In case you want to reproduce the results I got, you just need to use the short RNA sequence actually solved not the fasta sequence in the PDB page. I updated the sequence in the previous comment as well.
Hi @xiaolinpan, unfortunately at the moment we do not support the predictions of structures with >> 2000 residues/tokens on regular GPUs, the structure in your examples has above 3200 residues
Hi @Jameel9, this is unfortunate. We are actively working on improving the quality of the model on protein + RNA complexes!

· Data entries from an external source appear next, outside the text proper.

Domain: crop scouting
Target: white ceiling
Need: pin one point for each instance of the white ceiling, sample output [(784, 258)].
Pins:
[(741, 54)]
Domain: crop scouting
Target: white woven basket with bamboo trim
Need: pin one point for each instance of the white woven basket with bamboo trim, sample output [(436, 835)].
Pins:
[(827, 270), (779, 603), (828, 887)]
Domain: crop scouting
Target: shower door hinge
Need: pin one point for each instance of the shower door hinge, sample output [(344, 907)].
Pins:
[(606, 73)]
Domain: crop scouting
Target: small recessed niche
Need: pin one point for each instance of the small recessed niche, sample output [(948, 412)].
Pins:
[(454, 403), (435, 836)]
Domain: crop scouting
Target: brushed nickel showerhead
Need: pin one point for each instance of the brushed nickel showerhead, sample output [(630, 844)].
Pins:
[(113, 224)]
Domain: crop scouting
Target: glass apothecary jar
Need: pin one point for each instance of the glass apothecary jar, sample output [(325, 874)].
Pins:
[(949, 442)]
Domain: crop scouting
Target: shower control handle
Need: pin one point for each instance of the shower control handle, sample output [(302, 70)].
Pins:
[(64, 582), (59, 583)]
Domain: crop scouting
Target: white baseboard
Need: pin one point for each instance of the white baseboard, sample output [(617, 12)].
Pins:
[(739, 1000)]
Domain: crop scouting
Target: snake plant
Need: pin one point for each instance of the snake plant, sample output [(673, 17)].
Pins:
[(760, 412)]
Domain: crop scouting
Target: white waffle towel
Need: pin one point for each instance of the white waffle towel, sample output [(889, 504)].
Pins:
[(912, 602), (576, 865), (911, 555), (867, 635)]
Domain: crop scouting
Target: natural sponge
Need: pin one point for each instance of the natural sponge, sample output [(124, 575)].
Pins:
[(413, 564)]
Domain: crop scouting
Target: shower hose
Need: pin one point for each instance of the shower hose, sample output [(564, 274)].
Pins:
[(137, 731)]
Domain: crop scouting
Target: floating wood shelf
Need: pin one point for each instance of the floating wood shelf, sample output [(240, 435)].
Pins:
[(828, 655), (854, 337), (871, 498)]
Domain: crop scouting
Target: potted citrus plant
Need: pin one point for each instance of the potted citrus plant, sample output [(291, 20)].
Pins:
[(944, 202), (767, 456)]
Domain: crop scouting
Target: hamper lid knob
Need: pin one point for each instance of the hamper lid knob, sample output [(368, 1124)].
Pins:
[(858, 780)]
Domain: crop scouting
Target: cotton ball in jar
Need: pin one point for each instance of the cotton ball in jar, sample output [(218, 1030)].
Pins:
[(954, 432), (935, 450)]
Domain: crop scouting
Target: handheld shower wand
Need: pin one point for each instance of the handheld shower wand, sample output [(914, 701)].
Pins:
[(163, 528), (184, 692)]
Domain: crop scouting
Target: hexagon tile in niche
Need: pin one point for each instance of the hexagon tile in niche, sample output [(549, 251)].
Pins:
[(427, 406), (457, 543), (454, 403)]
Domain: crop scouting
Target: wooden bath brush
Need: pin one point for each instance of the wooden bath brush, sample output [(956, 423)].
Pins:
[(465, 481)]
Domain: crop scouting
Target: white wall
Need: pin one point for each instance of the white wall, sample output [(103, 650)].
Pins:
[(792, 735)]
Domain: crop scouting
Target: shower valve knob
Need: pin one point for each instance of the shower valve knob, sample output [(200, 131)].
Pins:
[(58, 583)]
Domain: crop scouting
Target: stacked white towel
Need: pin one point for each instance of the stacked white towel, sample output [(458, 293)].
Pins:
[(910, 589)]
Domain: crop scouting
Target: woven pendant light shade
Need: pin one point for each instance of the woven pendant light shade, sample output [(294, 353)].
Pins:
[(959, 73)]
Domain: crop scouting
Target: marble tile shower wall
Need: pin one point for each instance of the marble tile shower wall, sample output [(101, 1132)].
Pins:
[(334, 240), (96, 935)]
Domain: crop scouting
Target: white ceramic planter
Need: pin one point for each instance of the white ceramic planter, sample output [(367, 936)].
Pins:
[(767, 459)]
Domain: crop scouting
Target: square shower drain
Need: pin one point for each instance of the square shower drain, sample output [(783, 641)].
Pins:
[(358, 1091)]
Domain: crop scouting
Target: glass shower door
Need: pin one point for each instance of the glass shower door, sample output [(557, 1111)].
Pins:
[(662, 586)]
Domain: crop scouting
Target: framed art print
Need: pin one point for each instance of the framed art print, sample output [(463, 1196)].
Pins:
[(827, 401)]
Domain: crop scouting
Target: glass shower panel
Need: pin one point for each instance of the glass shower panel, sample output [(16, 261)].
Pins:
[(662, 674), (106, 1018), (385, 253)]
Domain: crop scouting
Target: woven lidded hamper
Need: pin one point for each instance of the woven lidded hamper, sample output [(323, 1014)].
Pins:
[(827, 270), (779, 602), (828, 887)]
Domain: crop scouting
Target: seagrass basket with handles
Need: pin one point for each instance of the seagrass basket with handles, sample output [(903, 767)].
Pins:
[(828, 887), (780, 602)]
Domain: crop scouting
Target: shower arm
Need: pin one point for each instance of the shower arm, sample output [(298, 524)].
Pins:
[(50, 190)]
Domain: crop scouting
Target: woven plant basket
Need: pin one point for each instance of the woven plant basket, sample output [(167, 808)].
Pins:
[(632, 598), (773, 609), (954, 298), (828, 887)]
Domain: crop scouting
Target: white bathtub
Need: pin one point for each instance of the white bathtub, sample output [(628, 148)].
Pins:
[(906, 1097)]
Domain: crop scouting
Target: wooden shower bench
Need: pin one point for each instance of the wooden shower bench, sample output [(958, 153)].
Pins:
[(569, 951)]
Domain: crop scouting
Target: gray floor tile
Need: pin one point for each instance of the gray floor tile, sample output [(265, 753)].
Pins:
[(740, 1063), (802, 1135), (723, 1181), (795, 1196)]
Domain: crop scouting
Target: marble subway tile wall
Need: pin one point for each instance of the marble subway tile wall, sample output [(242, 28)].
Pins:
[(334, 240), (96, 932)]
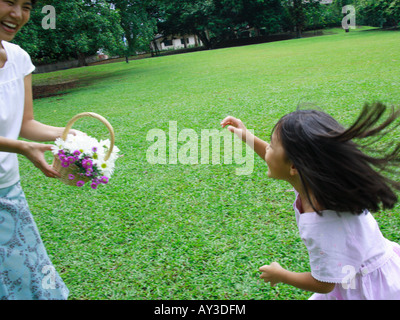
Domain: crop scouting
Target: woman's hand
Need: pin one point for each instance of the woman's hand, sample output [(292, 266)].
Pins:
[(235, 126), (272, 273), (35, 153)]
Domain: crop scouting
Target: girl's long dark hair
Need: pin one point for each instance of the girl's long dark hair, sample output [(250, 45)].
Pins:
[(335, 169)]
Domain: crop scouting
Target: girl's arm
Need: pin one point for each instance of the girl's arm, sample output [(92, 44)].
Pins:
[(236, 126), (274, 274), (32, 129), (33, 151)]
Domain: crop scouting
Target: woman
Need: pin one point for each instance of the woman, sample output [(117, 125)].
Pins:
[(25, 269)]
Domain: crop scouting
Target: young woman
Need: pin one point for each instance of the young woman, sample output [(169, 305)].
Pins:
[(336, 185), (25, 269)]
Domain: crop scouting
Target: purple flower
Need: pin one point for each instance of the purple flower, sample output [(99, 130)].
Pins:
[(104, 180), (80, 183), (71, 159), (65, 164), (94, 185), (87, 163)]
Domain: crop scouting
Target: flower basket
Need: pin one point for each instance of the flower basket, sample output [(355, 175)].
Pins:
[(81, 159)]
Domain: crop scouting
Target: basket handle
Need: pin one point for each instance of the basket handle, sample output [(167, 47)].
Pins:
[(98, 117)]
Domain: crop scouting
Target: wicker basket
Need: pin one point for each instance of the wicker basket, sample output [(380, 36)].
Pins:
[(72, 169)]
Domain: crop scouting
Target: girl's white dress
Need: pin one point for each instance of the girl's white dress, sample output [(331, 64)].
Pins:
[(351, 251)]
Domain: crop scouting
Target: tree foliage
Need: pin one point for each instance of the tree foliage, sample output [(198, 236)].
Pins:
[(125, 27), (82, 28)]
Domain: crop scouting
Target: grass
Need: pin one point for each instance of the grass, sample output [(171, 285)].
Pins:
[(200, 231)]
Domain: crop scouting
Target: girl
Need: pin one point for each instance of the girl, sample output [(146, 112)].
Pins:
[(336, 188), (25, 269)]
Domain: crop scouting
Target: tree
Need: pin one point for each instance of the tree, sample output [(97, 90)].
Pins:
[(214, 21), (82, 28), (380, 13), (301, 13), (139, 24)]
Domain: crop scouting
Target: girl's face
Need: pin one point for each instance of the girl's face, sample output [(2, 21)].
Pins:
[(14, 14), (279, 167)]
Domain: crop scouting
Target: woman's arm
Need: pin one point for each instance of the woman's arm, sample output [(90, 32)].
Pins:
[(274, 274), (33, 151), (236, 126), (32, 129)]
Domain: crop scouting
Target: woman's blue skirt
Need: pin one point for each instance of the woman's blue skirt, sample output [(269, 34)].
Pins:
[(26, 272)]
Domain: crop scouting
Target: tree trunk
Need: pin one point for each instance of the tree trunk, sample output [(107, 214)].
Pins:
[(82, 59)]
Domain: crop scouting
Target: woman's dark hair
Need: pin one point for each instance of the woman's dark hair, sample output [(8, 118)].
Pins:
[(332, 166)]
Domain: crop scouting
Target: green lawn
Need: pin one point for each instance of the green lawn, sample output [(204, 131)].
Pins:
[(200, 231)]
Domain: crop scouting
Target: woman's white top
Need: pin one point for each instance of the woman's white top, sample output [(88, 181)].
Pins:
[(12, 101)]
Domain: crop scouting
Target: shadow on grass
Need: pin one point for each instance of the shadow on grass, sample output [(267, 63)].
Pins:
[(64, 86)]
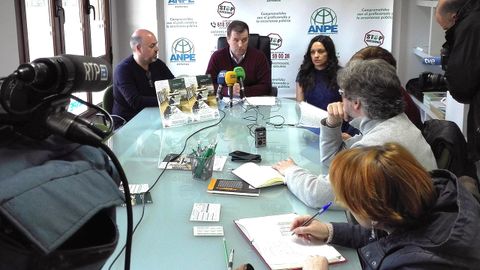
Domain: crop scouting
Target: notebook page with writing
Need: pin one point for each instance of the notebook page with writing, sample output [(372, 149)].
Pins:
[(310, 116), (273, 240)]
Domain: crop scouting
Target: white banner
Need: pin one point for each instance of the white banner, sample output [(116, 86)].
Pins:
[(193, 27)]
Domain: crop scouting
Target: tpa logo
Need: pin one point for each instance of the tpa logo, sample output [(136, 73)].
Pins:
[(275, 41), (374, 38), (183, 50), (181, 2), (95, 71), (226, 9), (323, 21)]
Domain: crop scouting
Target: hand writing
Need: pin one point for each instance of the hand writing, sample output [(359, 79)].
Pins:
[(282, 165)]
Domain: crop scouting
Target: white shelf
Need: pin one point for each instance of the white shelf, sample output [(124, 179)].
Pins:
[(427, 59), (423, 109)]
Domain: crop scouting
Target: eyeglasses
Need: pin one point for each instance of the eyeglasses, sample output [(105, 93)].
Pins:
[(149, 77)]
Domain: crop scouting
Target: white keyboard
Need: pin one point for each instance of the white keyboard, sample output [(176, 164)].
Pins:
[(208, 230), (209, 212)]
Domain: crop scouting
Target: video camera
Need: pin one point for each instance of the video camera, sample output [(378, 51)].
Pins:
[(35, 97), (432, 81)]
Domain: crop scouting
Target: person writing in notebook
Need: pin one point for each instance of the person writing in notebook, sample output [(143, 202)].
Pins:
[(134, 77), (372, 101), (408, 218)]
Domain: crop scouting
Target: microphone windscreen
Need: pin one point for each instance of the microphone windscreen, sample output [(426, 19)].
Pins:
[(230, 78), (221, 77), (240, 72)]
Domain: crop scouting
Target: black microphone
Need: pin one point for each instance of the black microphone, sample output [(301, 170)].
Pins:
[(74, 128), (240, 77), (230, 80), (220, 82), (66, 74)]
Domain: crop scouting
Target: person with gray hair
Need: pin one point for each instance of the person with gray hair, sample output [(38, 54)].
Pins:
[(372, 103), (134, 77)]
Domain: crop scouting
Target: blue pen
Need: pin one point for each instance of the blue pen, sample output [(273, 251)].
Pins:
[(323, 209)]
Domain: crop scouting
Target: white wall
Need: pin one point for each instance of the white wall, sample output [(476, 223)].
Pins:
[(8, 31), (410, 25)]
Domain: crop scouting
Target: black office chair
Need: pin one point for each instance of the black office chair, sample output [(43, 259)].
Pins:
[(256, 41), (448, 146)]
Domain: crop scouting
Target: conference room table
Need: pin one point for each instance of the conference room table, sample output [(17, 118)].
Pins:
[(164, 239)]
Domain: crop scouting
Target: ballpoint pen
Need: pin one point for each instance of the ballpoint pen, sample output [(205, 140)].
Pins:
[(226, 252), (323, 209), (230, 260)]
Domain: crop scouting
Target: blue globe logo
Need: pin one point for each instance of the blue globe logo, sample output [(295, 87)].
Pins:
[(183, 46), (323, 16)]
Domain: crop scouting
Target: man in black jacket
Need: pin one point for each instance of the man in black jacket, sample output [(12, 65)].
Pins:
[(461, 21)]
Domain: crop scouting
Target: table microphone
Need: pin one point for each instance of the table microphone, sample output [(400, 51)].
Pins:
[(220, 83), (240, 77), (230, 80)]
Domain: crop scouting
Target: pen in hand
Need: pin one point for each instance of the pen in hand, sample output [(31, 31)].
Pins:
[(323, 209)]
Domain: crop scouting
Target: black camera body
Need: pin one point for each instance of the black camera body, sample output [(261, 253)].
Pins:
[(260, 137)]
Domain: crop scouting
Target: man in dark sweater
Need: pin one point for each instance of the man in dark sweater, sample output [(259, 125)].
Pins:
[(258, 75), (134, 77)]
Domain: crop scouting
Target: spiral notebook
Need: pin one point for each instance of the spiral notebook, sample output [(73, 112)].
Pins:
[(274, 242)]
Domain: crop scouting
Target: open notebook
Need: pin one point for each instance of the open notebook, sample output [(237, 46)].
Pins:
[(273, 240), (259, 176)]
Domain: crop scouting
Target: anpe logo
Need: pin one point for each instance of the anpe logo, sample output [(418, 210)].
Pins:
[(374, 38), (226, 9), (323, 21), (181, 2), (220, 24), (275, 41), (183, 50)]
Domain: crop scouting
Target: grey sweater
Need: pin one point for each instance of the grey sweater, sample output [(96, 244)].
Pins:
[(315, 190)]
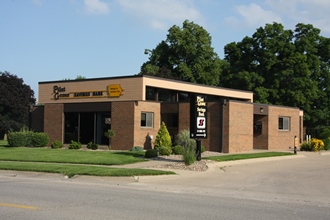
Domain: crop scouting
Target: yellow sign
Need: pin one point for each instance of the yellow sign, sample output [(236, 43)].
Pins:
[(114, 90)]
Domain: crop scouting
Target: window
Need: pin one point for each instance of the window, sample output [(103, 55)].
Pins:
[(147, 119), (284, 123)]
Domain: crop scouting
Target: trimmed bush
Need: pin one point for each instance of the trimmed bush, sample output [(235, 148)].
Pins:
[(56, 144), (17, 139), (326, 142), (75, 145), (92, 146), (150, 153), (183, 139), (177, 149), (189, 157), (314, 145), (165, 151), (39, 139), (136, 148)]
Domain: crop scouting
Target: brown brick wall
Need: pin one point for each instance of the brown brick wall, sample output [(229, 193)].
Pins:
[(184, 116), (122, 122), (282, 140), (53, 121), (239, 127), (37, 119), (214, 127)]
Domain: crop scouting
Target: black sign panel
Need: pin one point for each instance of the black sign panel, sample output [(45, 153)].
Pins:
[(198, 116)]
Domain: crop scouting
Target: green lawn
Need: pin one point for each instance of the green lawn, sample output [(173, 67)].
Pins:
[(247, 156), (73, 162), (25, 154)]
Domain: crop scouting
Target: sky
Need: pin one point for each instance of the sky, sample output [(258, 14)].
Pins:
[(49, 40)]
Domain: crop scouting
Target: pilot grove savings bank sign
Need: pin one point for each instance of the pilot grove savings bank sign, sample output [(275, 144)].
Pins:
[(198, 117), (113, 90)]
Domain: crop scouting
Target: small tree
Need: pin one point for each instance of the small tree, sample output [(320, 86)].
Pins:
[(163, 139), (110, 134)]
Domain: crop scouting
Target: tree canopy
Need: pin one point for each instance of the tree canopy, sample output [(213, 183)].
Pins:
[(283, 67), (186, 55), (15, 101)]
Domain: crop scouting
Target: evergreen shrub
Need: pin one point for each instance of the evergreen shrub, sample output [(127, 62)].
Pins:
[(56, 144), (136, 148), (75, 145), (16, 139), (150, 153), (92, 146), (39, 139)]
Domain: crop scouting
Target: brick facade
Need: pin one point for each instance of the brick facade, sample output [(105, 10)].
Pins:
[(238, 132), (53, 122), (230, 126)]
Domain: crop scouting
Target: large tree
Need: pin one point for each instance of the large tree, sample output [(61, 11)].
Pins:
[(185, 55), (283, 67), (15, 101)]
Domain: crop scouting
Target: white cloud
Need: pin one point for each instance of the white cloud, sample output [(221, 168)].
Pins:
[(37, 2), (160, 14), (96, 7), (314, 12), (253, 15)]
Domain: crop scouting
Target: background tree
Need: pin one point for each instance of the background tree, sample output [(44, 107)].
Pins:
[(282, 67), (185, 55), (15, 101)]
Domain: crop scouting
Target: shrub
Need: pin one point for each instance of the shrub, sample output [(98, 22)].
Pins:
[(92, 146), (56, 144), (314, 145), (75, 145), (189, 147), (165, 151), (177, 149), (151, 153), (317, 145), (39, 139), (189, 157), (183, 139), (163, 138), (326, 142), (136, 148), (16, 139), (325, 133)]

Hi @xiaolinpan, unfortunately at the moment we do not support the predictions of structures with >> 2000 residues/tokens on regular GPUs, the structure in your examples has above 3200 residues
Thank you for your reply. I also try to use alphafold3 to predict this structure, it can generate for this large protein. Maybe alphafold3 made some optimization for memory usage.
Yes, it's definitely possible that they made some extra optimizations. We are working on improving these, but we definitely welcome contributions from the community!
@xiaolinpan We just wrapped up testing our Boltz-1 implementation on H200s (~140GB VRAM) and successfully folded proteins up to 3,500 AAs in length.
If you're interested, you can try it out on our webserver here: https://neurosnap.ai/service/Boltz-1%20(AlphaFold3).
Full disclosure, I am affiliated with Neurosnap.
Hi is this issue still present? I am trying to do structure prediction for a tetramer, one sequence is 1159 AA in length, therefore it is 4636 AA in total. Is this too large? I am running into memory issues.